Jason Barker, Exelon | © RTO Insider

Staff said they believe only the MOPR will be subject to change in the pending ruling. But they acknowledged the auction might need to be pushed back again if the ruling is not issued soon.

“I would concede that at some point we would get to where it would be impossible to proceed and we would have to look at delaying the auction,” Bresler said. “I don’t have a specific date I can give you at this point.

“I think any delay has some kind of a consequence, so that’s why we are trying to avoid it,” he continued. “We wouldn’t want to go past next May’s auction, obviously. Anything in between has a certain level of negative consequences with it, but I think it gets worse as we go through time.”

Stakeholders balked at the plan, insisting it contradicted the arguments made in PJM’s original delay waiver that its market suffers without certainty.

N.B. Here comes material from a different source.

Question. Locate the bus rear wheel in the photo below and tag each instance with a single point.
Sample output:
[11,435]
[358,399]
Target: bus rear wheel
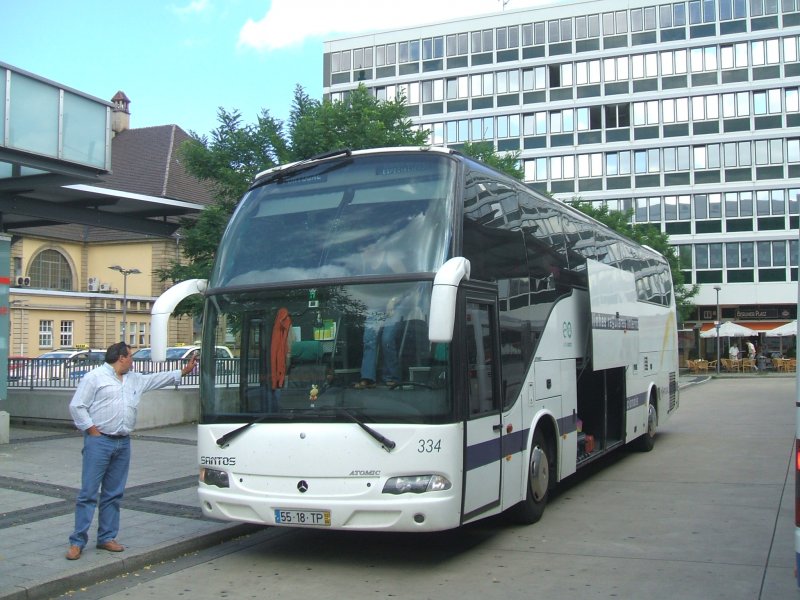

“It’s hard, as sellers, to know what to provide for MOPR,” said Jason Barker of Exelon. “This new path no longer allows us as sellers to evaluate FERC’s new conditions. This is going to be problematic for market sellers. You guys realize that and wrote it in your Tariff waiver request. Now we seem to be slavishly following a schedule and not the needs balanced in the FERC order.”

Adrien Ford of Old Dominion Electric Cooperative echoed Exelon’s sentiments and complained about the persisting uncertainty across PJM’s markets.

“I don’t feel like there is a single market I can give an update [to colleagues] on with any certainty,” she said. “Then to add this on top of it? I just think it’s going to be really problematic for capacity market sellers.”

John Horstmann, Dayton Power & Light | © RTO Insider

John Horstmann of Dayton Power & Light pressed PJM for more time.

“This could be life and death for your unit,” he said. “You’ve heard from a number of stakeholders how there’s going to be huge impacts. And yet you want us, without any real Tariff, to comply with all these data submissions because they might be enforced. Of course, they might not. ‘Oh yeah, and we want it in a week and a half.’ Where’s the reasonableness in that?”

“What we appear to be doing is asking people to make irreversible decisions based on rules that may change,” said Joe Bowring, PJM’s Independent Market Monitor. “It sounds like PJM’s theory is move forward with existing rules and just be prepared for changes.”